05 June, 2008

Laughter is still indeed the best medicine

Yesterday I went home at 06:30 PM, way too early compared to the past days when I arrived home at 09:30 PM at the earliest.

I had a splitting headache. From the heat, maybe. I heard from the morning news that the temperature was something like 34 degrees Celsius. That and the fact that it's been a long day.

After treating myself to a Cheese Burger, fries and a McFlurry, I immediately snuggled to bed. The idiot box (read: the television) beckoned but the shows were too dull. I thus just plugged in the speaker for my iPod iTouch and listened to Enya's soothing songs, hoping they would lull me to sleep. No such luck.

Not up to continue reading any of the three books that I am currently reading, I rummaged through my shelf and found an old issue of Reader's Digest. And that's when I found my destressor for the day.

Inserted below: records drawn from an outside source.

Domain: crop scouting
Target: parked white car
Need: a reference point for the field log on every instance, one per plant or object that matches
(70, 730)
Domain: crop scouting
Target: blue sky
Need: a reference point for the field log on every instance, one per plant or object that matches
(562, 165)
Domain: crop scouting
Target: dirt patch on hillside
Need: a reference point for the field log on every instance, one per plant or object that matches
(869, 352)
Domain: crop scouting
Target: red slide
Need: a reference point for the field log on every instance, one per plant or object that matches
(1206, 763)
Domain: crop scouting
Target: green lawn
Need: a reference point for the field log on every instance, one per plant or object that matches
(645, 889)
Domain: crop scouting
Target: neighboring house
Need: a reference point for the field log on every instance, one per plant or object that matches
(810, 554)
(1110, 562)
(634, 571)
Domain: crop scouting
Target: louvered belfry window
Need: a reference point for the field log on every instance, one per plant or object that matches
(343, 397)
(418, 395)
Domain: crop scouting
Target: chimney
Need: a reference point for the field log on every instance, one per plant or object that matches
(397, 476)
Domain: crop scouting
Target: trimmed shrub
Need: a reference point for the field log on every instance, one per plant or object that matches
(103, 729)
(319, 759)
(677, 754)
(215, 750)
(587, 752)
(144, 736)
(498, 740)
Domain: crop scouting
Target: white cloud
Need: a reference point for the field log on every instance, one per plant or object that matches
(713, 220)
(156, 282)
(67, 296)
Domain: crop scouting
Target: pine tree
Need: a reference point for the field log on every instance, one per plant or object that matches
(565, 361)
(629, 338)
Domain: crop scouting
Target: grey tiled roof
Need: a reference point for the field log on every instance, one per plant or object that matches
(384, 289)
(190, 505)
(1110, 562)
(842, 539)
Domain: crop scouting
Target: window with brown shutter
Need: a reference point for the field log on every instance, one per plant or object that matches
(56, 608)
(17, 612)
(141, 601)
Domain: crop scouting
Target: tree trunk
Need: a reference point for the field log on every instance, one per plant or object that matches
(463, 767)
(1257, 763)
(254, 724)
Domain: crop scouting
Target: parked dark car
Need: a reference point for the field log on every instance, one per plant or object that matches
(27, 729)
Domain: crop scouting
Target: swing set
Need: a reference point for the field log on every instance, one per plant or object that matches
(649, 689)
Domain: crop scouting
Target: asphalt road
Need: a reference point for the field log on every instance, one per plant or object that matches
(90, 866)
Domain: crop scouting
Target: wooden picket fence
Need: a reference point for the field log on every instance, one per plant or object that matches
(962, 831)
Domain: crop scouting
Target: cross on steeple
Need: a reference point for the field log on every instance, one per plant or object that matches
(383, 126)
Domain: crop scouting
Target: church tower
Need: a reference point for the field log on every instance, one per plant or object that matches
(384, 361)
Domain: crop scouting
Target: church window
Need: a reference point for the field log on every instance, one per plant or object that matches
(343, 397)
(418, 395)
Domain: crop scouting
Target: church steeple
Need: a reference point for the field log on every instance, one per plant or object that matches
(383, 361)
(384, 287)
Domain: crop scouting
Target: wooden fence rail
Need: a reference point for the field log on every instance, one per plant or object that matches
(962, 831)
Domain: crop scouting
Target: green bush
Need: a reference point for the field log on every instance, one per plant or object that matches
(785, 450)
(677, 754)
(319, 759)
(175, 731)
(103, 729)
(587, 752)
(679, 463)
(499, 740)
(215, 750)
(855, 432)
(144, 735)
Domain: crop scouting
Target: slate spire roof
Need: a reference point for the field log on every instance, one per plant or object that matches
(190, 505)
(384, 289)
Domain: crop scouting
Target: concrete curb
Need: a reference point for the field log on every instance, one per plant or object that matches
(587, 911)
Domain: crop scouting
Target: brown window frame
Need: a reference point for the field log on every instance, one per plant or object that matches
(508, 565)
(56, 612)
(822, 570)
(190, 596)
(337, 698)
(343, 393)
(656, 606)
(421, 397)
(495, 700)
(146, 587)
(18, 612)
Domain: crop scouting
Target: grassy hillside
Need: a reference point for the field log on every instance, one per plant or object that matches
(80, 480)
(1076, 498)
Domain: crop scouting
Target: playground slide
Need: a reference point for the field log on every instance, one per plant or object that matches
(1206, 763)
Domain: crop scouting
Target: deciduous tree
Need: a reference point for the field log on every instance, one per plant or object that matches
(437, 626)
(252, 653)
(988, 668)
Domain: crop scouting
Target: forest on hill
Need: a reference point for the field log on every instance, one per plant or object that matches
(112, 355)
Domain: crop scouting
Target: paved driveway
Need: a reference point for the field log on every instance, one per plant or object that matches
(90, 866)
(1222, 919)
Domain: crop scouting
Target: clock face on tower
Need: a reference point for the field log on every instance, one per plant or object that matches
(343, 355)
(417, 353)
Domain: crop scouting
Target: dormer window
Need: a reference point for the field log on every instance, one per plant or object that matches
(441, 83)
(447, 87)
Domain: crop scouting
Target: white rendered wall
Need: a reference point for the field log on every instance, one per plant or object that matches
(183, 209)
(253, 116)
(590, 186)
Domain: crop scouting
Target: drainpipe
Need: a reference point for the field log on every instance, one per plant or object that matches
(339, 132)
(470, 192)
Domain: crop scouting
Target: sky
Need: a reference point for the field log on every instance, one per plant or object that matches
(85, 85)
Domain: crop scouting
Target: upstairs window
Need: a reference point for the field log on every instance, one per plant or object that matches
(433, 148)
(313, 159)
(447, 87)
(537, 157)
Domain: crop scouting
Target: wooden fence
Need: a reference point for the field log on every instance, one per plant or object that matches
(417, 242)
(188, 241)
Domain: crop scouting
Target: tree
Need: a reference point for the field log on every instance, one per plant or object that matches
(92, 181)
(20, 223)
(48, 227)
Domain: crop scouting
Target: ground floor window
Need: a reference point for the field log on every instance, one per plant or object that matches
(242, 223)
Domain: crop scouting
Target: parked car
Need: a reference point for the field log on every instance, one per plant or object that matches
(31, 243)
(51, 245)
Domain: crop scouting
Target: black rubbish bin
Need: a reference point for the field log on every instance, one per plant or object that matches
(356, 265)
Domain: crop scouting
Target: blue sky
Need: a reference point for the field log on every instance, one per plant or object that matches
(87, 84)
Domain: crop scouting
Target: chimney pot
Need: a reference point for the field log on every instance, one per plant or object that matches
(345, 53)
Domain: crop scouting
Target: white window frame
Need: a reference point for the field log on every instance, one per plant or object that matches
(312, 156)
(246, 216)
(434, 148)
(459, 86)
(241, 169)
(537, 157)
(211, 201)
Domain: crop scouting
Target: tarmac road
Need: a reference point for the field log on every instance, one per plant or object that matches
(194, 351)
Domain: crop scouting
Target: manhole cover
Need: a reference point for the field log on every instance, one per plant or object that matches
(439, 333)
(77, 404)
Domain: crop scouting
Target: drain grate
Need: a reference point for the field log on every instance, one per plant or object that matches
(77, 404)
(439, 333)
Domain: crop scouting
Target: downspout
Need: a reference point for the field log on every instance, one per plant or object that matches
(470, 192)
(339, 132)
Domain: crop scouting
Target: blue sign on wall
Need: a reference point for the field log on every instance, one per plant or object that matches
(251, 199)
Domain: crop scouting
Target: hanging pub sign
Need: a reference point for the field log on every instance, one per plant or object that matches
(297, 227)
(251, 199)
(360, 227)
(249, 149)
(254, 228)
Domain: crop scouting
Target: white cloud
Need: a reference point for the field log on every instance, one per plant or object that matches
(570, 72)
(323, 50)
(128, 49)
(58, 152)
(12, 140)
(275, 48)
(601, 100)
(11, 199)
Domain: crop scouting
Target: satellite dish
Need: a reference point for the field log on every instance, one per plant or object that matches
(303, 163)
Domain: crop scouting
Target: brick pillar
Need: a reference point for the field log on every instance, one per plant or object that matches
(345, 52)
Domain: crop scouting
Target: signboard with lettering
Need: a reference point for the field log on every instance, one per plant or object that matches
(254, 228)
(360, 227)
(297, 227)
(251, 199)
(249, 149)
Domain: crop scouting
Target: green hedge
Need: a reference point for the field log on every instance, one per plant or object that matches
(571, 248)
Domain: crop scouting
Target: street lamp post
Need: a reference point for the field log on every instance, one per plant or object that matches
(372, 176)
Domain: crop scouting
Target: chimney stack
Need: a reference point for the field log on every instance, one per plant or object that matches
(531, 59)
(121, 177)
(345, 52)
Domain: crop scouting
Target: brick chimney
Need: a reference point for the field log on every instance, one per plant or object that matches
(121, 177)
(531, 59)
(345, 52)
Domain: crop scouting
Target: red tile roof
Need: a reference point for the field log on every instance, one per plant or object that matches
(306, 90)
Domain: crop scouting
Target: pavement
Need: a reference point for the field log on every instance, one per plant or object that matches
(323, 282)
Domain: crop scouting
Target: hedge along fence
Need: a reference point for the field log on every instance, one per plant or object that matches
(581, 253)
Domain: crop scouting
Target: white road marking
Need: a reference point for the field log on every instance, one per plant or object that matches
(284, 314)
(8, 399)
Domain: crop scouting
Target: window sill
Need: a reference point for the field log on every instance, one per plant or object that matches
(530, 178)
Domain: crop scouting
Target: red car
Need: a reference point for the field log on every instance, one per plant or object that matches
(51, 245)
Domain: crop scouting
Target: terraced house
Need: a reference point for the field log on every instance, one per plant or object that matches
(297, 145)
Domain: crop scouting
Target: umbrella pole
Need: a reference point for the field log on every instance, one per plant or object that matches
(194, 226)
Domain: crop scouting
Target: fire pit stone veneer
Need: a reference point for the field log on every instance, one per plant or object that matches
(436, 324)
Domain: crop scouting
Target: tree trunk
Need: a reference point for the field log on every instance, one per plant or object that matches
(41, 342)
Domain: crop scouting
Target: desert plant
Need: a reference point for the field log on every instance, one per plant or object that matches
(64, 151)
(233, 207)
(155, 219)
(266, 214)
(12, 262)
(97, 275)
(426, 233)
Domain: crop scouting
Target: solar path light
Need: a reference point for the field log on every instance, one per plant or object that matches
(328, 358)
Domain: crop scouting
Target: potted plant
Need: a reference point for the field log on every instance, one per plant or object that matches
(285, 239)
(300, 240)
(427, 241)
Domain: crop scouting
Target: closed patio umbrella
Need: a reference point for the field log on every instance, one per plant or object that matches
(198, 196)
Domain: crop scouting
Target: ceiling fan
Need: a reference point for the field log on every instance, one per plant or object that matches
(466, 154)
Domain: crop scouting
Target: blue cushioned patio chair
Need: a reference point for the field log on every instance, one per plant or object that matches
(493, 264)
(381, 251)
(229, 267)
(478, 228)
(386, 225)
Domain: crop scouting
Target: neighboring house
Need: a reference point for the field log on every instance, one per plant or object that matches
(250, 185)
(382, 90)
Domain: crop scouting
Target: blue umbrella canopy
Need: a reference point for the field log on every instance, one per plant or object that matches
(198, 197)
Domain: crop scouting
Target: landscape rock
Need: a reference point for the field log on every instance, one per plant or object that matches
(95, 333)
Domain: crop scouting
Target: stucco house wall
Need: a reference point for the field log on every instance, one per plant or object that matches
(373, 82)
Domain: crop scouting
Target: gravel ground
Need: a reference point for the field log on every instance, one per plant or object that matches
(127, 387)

It's the September 2007 issue, the 4th Annual Humor Special. And boy, was I greatly entertained.

Below are some of the jokes that made my day yesterday. Laugh on.

From Laughter, the Best Medicine Section:

I have CDO. It's like Obsessive Compulsive Disorder, only it's in alphabetical order as it should be.

Love is a Many Icky Thing

Kids define love the way they figured it out.

Q: How do you decide who to marry?
A: No one really decides before they grow up. God decides it all the way before, and you get to find out later who you're stuck with.
- Kristen, aged 10

Q: What do you think your mum and dad have in common?
A: Both don't want any more kids.
- Lori, aged 8

Q: What do most people do on a date?
A: On the first date, they just tell each other lies, and that usually gets them interested enough to go for a second date.
- Martin, aged 10

From As Kids See It Section

My sister bought a fish for my eight-year-old son, Germaine and told him to think of a good name for it. He kept coming up with silly names, so she told him to keep thinking.

Finally, on their way home, Germaine said, "This fish already has a name."

"What's its name?" Tawnia asked.

"Sparingly," Germaine replied. "It says right here on the label: FEED SPARINGLY THREE TIMES A DAY."

From Life's Like That

Overheard at a friend's wedding:

Guy Guest 1: "A man never knows what true happiness is until he gets married."
Guy Guest 2: "Yeah, but by then it's too late."